Reaktionen aus Hamm auf Wahlergebnisse in Hessen und Bayern

Die Wahlergebnisse der Landtagswahlen in Hessen und Bayern stoßen bei den Parteien in Hamm auf gemischte Gefühle, bei vielen überwiegt die Sorge, dass Politik die Menschen nicht mehr erreicht.

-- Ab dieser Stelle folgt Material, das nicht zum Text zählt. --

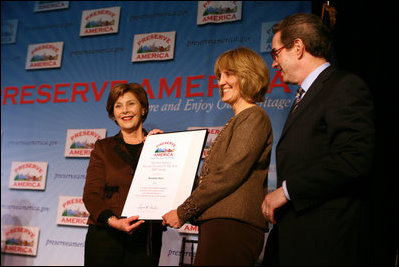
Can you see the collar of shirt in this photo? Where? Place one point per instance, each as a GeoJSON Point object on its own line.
{"type": "Point", "coordinates": [312, 77]}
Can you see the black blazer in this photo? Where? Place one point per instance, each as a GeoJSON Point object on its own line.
{"type": "Point", "coordinates": [325, 155]}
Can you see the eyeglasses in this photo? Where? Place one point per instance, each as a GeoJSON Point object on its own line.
{"type": "Point", "coordinates": [274, 53]}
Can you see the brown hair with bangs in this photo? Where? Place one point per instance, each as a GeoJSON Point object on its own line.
{"type": "Point", "coordinates": [122, 89]}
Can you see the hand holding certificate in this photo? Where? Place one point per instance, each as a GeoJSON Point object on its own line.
{"type": "Point", "coordinates": [165, 173]}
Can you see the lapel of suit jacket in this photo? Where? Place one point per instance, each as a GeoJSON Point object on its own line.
{"type": "Point", "coordinates": [313, 90]}
{"type": "Point", "coordinates": [121, 150]}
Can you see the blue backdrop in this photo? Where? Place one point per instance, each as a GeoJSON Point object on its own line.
{"type": "Point", "coordinates": [182, 94]}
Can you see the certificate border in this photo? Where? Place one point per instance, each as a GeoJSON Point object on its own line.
{"type": "Point", "coordinates": [196, 172]}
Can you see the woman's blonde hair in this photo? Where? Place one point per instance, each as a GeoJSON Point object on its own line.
{"type": "Point", "coordinates": [250, 69]}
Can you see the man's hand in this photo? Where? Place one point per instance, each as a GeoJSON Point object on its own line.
{"type": "Point", "coordinates": [127, 225]}
{"type": "Point", "coordinates": [273, 201]}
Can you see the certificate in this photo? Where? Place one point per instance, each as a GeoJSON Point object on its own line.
{"type": "Point", "coordinates": [165, 173]}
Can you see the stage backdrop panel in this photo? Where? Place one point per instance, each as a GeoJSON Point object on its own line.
{"type": "Point", "coordinates": [59, 61]}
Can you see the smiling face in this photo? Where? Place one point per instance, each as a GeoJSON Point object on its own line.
{"type": "Point", "coordinates": [229, 87]}
{"type": "Point", "coordinates": [285, 61]}
{"type": "Point", "coordinates": [128, 112]}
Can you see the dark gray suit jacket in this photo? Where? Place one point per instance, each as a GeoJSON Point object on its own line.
{"type": "Point", "coordinates": [325, 154]}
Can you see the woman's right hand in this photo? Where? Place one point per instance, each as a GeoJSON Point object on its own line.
{"type": "Point", "coordinates": [127, 225]}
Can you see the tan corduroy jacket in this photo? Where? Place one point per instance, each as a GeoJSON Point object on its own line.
{"type": "Point", "coordinates": [233, 179]}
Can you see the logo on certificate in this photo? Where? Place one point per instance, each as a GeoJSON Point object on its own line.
{"type": "Point", "coordinates": [165, 149]}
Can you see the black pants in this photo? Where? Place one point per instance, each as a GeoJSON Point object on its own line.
{"type": "Point", "coordinates": [228, 242]}
{"type": "Point", "coordinates": [110, 247]}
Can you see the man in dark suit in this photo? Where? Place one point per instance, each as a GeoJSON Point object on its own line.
{"type": "Point", "coordinates": [324, 155]}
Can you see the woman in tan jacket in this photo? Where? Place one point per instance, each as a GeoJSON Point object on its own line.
{"type": "Point", "coordinates": [226, 204]}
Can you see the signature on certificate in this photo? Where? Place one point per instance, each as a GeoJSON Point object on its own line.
{"type": "Point", "coordinates": [142, 206]}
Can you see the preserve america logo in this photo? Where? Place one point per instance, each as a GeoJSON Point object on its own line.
{"type": "Point", "coordinates": [100, 21]}
{"type": "Point", "coordinates": [72, 211]}
{"type": "Point", "coordinates": [218, 11]}
{"type": "Point", "coordinates": [19, 239]}
{"type": "Point", "coordinates": [153, 46]}
{"type": "Point", "coordinates": [28, 175]}
{"type": "Point", "coordinates": [44, 55]}
{"type": "Point", "coordinates": [165, 150]}
{"type": "Point", "coordinates": [80, 142]}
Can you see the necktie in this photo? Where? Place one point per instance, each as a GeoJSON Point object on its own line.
{"type": "Point", "coordinates": [298, 97]}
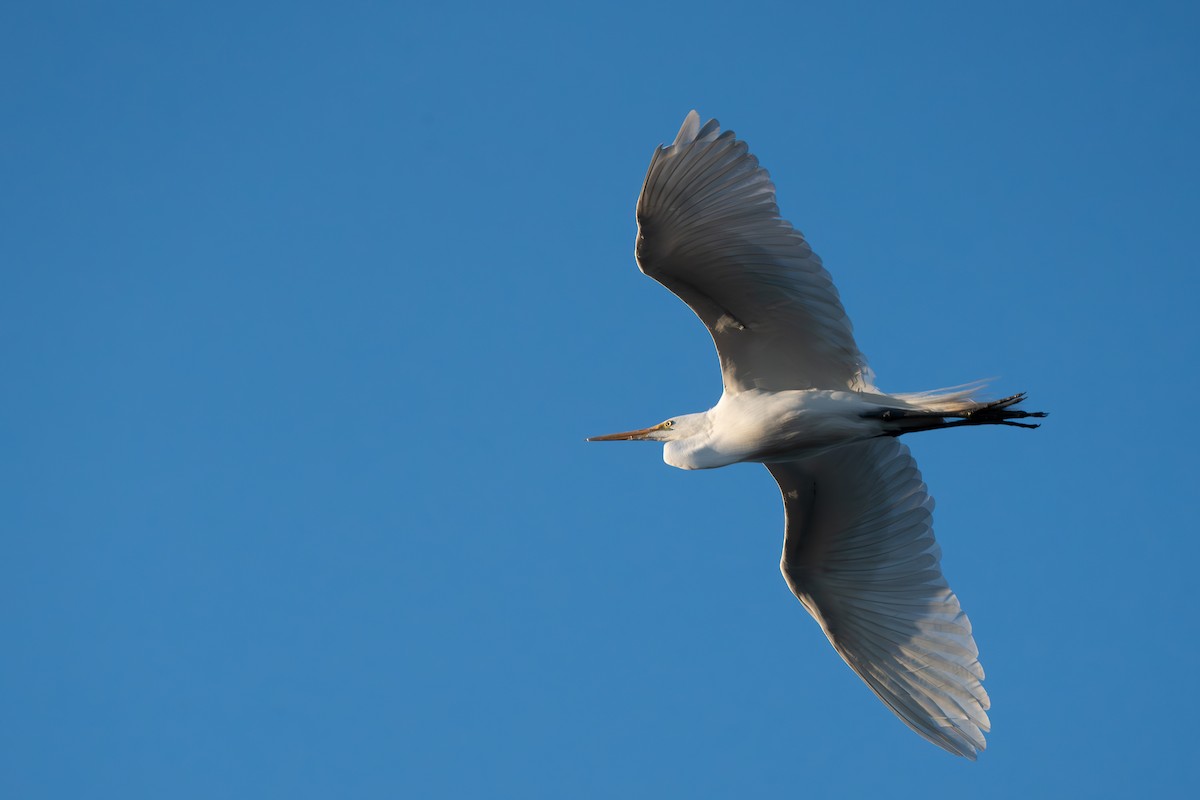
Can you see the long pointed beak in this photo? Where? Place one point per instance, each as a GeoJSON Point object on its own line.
{"type": "Point", "coordinates": [629, 435]}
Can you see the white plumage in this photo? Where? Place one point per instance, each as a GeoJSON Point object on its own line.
{"type": "Point", "coordinates": [858, 549]}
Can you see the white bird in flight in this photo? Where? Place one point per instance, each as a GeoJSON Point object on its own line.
{"type": "Point", "coordinates": [799, 398]}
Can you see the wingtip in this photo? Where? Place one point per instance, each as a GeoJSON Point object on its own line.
{"type": "Point", "coordinates": [689, 128]}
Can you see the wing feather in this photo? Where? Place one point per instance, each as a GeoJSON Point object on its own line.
{"type": "Point", "coordinates": [709, 230]}
{"type": "Point", "coordinates": [861, 555]}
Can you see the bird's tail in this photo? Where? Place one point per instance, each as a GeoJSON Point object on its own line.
{"type": "Point", "coordinates": [952, 409]}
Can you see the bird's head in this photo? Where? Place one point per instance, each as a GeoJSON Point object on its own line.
{"type": "Point", "coordinates": [677, 427]}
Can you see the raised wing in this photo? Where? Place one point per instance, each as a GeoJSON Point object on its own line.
{"type": "Point", "coordinates": [859, 553]}
{"type": "Point", "coordinates": [708, 229]}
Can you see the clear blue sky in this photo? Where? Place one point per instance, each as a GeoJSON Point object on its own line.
{"type": "Point", "coordinates": [306, 310]}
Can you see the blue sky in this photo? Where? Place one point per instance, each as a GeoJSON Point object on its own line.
{"type": "Point", "coordinates": [305, 312]}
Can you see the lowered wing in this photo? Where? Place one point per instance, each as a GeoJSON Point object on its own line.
{"type": "Point", "coordinates": [859, 553]}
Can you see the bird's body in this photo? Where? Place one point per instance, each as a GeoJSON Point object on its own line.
{"type": "Point", "coordinates": [859, 549]}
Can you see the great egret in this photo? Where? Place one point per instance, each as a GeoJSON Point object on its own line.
{"type": "Point", "coordinates": [858, 547]}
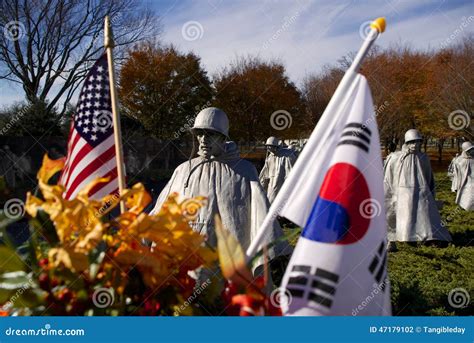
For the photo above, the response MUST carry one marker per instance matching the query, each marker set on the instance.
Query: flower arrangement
(81, 259)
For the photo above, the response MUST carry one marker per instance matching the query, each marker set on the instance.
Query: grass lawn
(422, 277)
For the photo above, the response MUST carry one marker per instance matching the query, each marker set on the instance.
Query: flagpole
(109, 46)
(376, 28)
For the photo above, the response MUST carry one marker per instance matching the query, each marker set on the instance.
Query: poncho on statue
(275, 171)
(233, 191)
(463, 179)
(412, 213)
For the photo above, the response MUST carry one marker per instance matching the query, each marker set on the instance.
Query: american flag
(91, 147)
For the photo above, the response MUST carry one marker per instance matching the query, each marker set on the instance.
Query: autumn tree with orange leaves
(163, 88)
(250, 90)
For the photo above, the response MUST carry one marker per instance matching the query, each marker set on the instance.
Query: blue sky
(303, 34)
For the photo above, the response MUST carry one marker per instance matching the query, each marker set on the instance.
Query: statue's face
(272, 149)
(210, 143)
(414, 146)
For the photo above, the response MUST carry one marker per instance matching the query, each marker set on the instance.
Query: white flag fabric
(339, 266)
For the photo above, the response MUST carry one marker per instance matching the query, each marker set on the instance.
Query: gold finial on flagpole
(378, 24)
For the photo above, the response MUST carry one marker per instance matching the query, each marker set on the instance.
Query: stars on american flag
(93, 117)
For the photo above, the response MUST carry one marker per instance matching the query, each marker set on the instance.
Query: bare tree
(47, 45)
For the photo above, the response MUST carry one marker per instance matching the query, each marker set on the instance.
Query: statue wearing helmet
(278, 164)
(412, 212)
(462, 169)
(229, 183)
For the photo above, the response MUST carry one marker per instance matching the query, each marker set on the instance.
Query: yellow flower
(80, 226)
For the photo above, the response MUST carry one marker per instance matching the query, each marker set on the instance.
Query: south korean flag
(339, 266)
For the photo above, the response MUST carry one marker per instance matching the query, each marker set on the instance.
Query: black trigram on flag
(377, 266)
(356, 134)
(319, 287)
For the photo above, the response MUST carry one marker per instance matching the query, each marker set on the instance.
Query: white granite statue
(412, 213)
(278, 164)
(463, 177)
(230, 184)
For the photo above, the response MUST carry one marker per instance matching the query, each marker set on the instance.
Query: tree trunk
(440, 149)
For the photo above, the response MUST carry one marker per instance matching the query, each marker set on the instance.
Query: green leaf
(10, 261)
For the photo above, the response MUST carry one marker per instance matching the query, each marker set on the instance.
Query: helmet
(273, 141)
(212, 118)
(466, 146)
(412, 135)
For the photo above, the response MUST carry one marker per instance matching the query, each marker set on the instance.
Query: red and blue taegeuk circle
(336, 216)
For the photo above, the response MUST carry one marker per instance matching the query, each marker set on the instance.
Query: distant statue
(230, 184)
(412, 213)
(451, 173)
(132, 163)
(463, 177)
(278, 164)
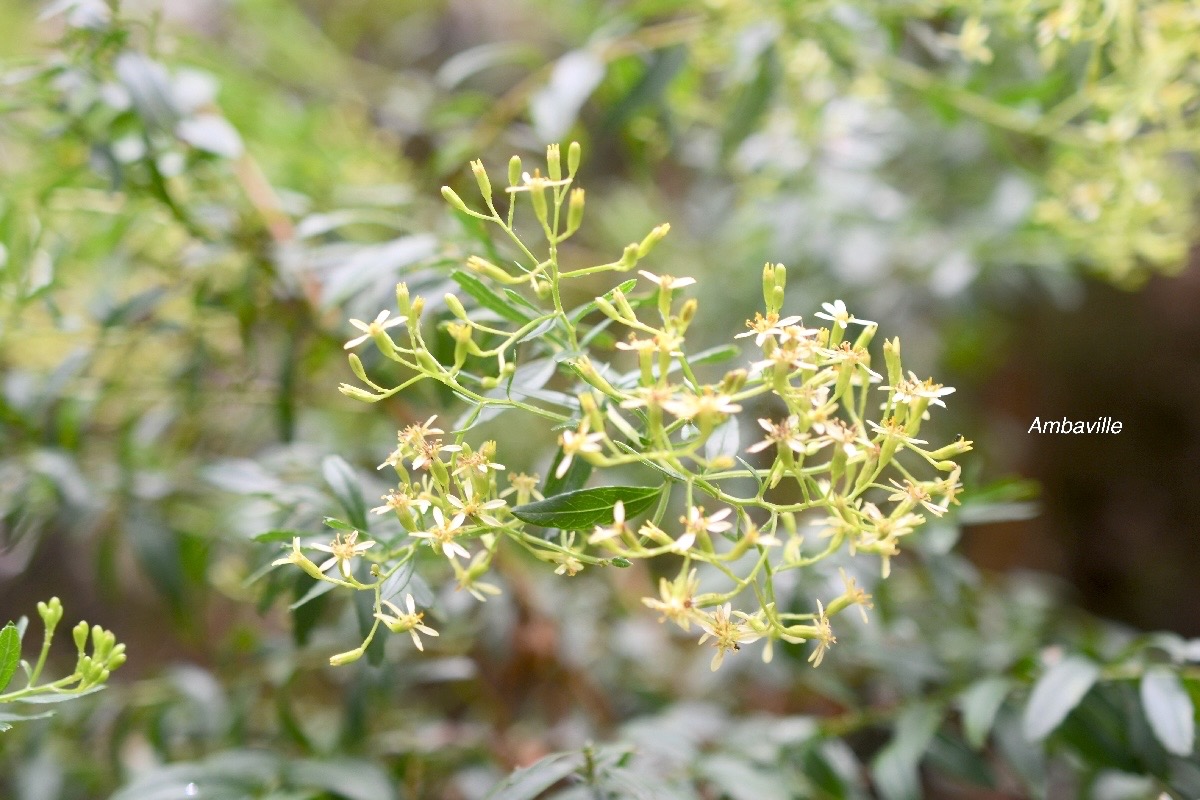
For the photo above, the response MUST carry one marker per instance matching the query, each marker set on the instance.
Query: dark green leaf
(529, 782)
(10, 654)
(979, 707)
(894, 768)
(1169, 709)
(585, 509)
(1060, 690)
(487, 298)
(345, 486)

© PantherMedia / Martin Konopka

Das denkt ihr in Hamm zu den Wahlergebnissen in Hessen und Bayern

Die Bundesregierung in Berlin scheint momentan ein massives Vertrauensproblem zu haben: Bei den Landtagswahlen in Bayern und Hessen am Sonntag haben alle Ampelparteien ordentlich Stimmen verloren. Ja, aber was wollen die Leute denn nun von der Politik? Viele Hammer haben eine ganz klare Meinung:

"Mehr Einigkeit würde ich mir wünschen, kommt mir manchmal vor wie im Kindergarten."
"Die Reden immer und reden und es passiert nichts."
"Der Olaf müsste mal lockerer werden."
© Radio Lippewelle Hamm

Kein Jubel bei der CDU in Hamm

Ralf Steinhaus als Vorsitzender der CDU-Fraktion in Hamm bewertet die Ergebnisse zwar als positiv, für seine Partei, die in Hessen stärkste Partei geworden ist (in Bayern hat das die Schwesterpartei CSU erreicht). Allerdings macht Steinhaus durchaus Sorge, dass es "die SPD ganz fürchterlich getroffen hat", da hier eine der großen Volksparteien enorme Verluste erlitten habe und man beide Parteien brauche in Deutschland. Steinhaus führt das Erstarken der AfD und die Verluste der anderen Parteien auf die Politik der Ampel in Berlin zurück. Dort herrsche Chaos, und das komme bei den Menschen nicht gut an - Stichwort Heizungsgesetz. Der Bürger dürfe von der Politik eine klare Linie erwarten. Die fahre beispielsweise die Hammer CDU hier in der Stadt, so Steinhaus.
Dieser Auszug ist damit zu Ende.